Montgomery College Alumna Receives 2010 Outstanding Alumni Award
Montgomery College graduate, Dr. Usa Bunnag, has been selected to receive the 2010 Outstanding Alumni Award from the American Association of Community Colleges. The success and achievements of five outstanding community college alumni were recognized recently during the 90th annual convention of the American Association of Community Colleges in Seattle.
The honorees include Dr. Bunnag, a dentist who founded a nonprofit organization to improve conditions in Thailand, a domestic violence survivor turned scholar, a community-centered billionaire, an internationally-known brain surgeon, and a five-member family who all attended the same community college and now work for healthcare access.
After five years at Montgomery College, Bunnag was able to skip getting a bachelor’s degree and go directly into the Howard University College of Dentistry, where she earned her D.D.S. a semester ahead of her classmates. She graduated in 1994 and established a thriving general dentistry practice in Bethesda, Md.
In 2003, she founded Smiles on Wings, Inc., a nonprofit organization that sends aid missions to remote villages in northern Thailand.

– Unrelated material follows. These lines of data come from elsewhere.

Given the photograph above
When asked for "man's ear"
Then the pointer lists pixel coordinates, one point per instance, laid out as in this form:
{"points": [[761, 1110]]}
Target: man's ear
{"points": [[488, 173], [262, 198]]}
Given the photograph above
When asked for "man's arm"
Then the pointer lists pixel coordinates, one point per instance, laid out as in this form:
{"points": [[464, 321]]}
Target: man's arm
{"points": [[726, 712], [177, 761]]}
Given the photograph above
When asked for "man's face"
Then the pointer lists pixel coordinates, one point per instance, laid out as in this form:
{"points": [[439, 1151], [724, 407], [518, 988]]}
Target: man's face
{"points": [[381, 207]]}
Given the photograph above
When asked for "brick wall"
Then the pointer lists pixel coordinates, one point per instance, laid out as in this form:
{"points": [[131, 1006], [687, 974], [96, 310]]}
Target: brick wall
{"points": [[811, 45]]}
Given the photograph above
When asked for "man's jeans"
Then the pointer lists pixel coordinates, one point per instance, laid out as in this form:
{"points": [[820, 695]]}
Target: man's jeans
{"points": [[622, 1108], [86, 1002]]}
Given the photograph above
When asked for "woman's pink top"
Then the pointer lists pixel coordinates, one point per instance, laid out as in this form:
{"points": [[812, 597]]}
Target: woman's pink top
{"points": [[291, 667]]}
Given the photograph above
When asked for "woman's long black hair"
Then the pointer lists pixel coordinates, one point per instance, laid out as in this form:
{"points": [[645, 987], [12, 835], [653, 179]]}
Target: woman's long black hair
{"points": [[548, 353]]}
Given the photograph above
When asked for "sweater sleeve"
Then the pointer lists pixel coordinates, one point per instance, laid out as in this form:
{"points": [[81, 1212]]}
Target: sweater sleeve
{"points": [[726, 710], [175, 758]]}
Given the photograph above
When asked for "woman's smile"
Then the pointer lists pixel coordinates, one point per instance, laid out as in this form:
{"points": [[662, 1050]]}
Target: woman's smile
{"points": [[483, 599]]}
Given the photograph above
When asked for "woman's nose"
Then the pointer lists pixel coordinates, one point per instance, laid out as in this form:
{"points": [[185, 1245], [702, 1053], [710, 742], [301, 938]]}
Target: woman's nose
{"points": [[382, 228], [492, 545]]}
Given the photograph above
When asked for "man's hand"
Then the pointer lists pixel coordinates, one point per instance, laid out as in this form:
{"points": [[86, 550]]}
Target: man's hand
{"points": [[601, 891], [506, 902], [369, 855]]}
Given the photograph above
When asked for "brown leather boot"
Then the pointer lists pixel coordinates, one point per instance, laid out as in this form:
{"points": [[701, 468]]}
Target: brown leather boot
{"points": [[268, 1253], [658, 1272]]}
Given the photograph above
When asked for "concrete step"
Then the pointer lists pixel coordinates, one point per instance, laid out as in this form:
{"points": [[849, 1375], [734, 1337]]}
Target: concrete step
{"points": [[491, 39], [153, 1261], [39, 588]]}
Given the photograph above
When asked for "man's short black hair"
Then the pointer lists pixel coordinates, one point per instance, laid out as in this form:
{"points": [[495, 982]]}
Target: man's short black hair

Along with dental care, Smiles on Wings provides medical care, dental education, and funds for local schools to obtain educational materials, mosquito nets, blankets, clothing and personal hygiene products. In 2005, Smiles on Wings embarked on an emergency mission on behalf of victims of the devastating tsunami, serving as dentists, doctors, and grief counselors to many of the 4,000 survivors in the Khaolak refugee camp. Until recently, Smiles on Wings held two yearly missions to Thailand. But a recent $70,000 grant from the American Dental Association Foundation now allows the nonprofit to undertake four, two-week missions a year.
Usa Bunnag left her native Thailand and arrived in the United States as a teenager. After leaving home, Bunnag joined the workforce as a dental assistant. She eventually enrolled at Montgomery College because it could accommodate a full-time worker with an infant child.
“The program had classes for someone like me who could still work during the day and go to school at night,” Bunnag said. “They even had some courses on Sundays.”